5.5.4.3. Das Kartellgericht hat entgegen dem im Rechtsmittel erhobenen Vorwurf „konglomerate" Effekte des Zusammenschlussvorhabens in seine Prüfung einbezogen. Es hat dennoch keine Gründe für eine Untersagung unter diesem Aspekt gefunden (S 80 ff in ON 44). Zutreffend verweist es darauf, dass die Antragsgegnerinnen einerseits ihre schon bisher bestehende Größe und Finanzkraft auf regionalen Märkten nicht zu missbräuchlichem Verdrängungswettbewerb genützt haben, und dass andererseits nicht zu erwarten ist, dass ihr Eintritt in den nationalen Anzeigenmarkt zu einer Verdrängung des dort derzeit im Wesentlichen monopolistisch bestehenden Printmediums führen wird.

5.5.5.1. „Rechtlich nicht überzeugend" ist für die Rechtsmittelwerberin letztlich die insgesamt positive Beurteilung des Zusammenschlussvorhabens durch das Kartellgericht in Abwägung der Vor- und Nachteile gemäß § 12 Abs 2 Z 1 KartG; es fehle eine Auseinandersetzung mit Sachargumenten.

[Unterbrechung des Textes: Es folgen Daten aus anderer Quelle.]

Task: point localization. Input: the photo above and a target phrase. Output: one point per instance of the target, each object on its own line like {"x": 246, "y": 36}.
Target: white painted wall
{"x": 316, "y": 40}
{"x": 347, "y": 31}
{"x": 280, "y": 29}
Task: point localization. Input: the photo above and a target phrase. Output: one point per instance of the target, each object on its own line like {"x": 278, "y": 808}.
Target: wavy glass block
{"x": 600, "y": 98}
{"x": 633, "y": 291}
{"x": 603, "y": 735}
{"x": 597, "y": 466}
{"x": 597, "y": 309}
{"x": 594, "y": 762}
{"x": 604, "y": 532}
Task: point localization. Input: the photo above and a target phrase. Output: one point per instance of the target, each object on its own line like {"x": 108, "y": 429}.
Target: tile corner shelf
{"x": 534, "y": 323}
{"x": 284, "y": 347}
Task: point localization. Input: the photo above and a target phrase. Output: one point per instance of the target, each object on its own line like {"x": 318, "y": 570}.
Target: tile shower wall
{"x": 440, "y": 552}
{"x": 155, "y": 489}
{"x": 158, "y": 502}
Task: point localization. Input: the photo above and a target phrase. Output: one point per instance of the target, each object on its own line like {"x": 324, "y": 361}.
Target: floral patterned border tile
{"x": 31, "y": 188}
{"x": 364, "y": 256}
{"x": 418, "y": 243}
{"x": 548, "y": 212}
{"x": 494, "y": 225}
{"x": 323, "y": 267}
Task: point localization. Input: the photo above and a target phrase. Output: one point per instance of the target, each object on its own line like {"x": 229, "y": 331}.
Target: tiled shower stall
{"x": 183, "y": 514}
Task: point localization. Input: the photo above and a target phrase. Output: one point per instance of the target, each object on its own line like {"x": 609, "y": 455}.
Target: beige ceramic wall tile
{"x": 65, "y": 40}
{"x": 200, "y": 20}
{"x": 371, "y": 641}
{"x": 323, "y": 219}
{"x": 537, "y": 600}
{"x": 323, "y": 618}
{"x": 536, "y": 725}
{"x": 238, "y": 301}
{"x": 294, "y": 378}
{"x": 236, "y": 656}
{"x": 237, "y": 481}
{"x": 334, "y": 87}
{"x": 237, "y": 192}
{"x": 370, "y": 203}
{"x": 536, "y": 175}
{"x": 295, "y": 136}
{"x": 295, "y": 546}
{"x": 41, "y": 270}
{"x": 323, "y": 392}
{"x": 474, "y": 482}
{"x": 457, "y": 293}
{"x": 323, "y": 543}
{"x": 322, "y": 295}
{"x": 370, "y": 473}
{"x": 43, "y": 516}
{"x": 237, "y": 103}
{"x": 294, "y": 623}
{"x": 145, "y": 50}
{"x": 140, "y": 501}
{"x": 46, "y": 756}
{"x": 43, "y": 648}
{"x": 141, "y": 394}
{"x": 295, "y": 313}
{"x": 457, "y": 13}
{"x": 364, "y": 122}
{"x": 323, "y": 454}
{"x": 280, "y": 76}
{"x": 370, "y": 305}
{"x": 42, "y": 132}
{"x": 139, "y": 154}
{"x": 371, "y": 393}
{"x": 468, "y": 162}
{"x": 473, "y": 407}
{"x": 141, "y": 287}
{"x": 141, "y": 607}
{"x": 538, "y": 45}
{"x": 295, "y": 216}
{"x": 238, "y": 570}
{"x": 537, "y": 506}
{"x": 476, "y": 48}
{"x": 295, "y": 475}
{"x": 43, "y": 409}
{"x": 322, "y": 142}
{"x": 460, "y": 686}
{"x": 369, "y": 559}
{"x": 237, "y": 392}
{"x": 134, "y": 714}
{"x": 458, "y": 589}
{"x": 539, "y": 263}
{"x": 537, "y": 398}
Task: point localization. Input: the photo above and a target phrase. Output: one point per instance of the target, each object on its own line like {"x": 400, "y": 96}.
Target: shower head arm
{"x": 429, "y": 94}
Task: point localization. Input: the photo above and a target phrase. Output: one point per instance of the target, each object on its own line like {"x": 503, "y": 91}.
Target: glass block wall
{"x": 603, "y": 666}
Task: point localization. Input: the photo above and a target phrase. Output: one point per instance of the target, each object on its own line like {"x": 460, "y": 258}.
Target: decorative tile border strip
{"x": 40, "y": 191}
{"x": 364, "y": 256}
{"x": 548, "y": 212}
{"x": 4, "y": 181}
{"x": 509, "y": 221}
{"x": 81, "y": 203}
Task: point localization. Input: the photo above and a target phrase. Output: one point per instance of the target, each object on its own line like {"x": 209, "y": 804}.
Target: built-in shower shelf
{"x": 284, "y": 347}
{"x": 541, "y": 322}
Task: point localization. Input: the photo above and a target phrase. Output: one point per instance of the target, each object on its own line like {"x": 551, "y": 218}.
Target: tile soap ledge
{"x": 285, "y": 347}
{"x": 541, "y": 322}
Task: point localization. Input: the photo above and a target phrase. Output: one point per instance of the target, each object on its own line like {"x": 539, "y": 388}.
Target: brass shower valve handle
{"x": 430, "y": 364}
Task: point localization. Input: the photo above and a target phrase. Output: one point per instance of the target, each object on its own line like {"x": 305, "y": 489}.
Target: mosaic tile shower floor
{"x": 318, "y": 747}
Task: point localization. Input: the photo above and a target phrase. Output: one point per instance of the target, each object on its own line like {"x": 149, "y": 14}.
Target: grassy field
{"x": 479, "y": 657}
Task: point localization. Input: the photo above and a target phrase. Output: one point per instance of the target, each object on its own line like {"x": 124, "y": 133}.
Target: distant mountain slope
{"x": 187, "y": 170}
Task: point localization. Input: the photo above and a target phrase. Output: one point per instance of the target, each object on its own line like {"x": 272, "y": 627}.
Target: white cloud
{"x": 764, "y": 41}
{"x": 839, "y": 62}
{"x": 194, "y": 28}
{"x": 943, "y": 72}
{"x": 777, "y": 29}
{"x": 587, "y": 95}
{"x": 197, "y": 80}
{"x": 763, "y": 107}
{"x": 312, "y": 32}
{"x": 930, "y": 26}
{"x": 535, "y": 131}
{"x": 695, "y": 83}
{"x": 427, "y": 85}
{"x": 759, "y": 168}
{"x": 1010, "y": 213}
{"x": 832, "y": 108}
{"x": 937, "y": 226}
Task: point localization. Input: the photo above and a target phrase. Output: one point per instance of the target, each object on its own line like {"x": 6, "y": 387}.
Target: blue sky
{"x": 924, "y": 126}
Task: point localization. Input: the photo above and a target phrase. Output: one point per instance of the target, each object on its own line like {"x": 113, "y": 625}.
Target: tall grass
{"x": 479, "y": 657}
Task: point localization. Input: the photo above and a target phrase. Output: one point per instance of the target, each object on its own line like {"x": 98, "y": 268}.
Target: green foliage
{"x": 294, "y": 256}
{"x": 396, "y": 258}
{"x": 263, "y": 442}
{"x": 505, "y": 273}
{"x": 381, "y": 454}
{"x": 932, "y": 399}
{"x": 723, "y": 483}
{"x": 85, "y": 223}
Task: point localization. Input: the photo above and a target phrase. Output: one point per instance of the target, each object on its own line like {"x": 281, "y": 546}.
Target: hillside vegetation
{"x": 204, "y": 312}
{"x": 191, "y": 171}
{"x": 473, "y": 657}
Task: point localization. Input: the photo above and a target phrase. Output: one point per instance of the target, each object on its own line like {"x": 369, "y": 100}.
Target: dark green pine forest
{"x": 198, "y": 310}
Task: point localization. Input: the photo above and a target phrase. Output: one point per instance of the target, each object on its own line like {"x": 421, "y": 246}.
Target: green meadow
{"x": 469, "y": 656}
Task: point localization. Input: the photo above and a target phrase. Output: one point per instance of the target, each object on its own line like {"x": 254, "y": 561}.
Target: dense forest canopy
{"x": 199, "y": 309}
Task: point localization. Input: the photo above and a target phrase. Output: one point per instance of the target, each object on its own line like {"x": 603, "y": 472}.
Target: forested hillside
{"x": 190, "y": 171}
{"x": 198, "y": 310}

5.5.5.2. Das Kartellgericht hat seiner Entscheidung die Prognose zu Grunde gelegt, dass sich die Wettbewerbsbedingungen auf nationaler und auch regionaler Ebene nach Verwirklichung des Zusammenschlussvorhabens so weit verbessern werden, dass diese Vorteile allfällige Nachteile in Form begrenzter Marktanteilszugewinne durch die Antragsgegnerinnen überwiegen. Zur Begründung hat es insbesondere darauf verwiesen, dass auf dem nationalen Anzeigenmarkt dem bisherigen monopolistischen Marktbeherrscher Konkurrenz entstehen wird und dass sich auch auf den regionalen Märkten die Wettbewerbsverhältnisse - etwa durch Bildung eines „Gegenrings" zum Zusammenschluss - verbessern werden. Demgegenüber führt die Rechtsmittelwerberin nicht näher aus, weshalb diese begründete Prognose unzutreffend sein soll. Soweit sie bezweifelt, dass das Zusammenschlussvorhaben in der Lage sein werde, Wettbewerbsdruck auf den bisher einzigen Anbieter auf dem nationalen Anzeigenmarkt auszuüben, weicht sie von den gegenteiligen Feststellungen im angefochtenen Beschluss ab. Dem Rekurs kann daher auch unter diesem Aspekt kein Erfolg beschieden sein.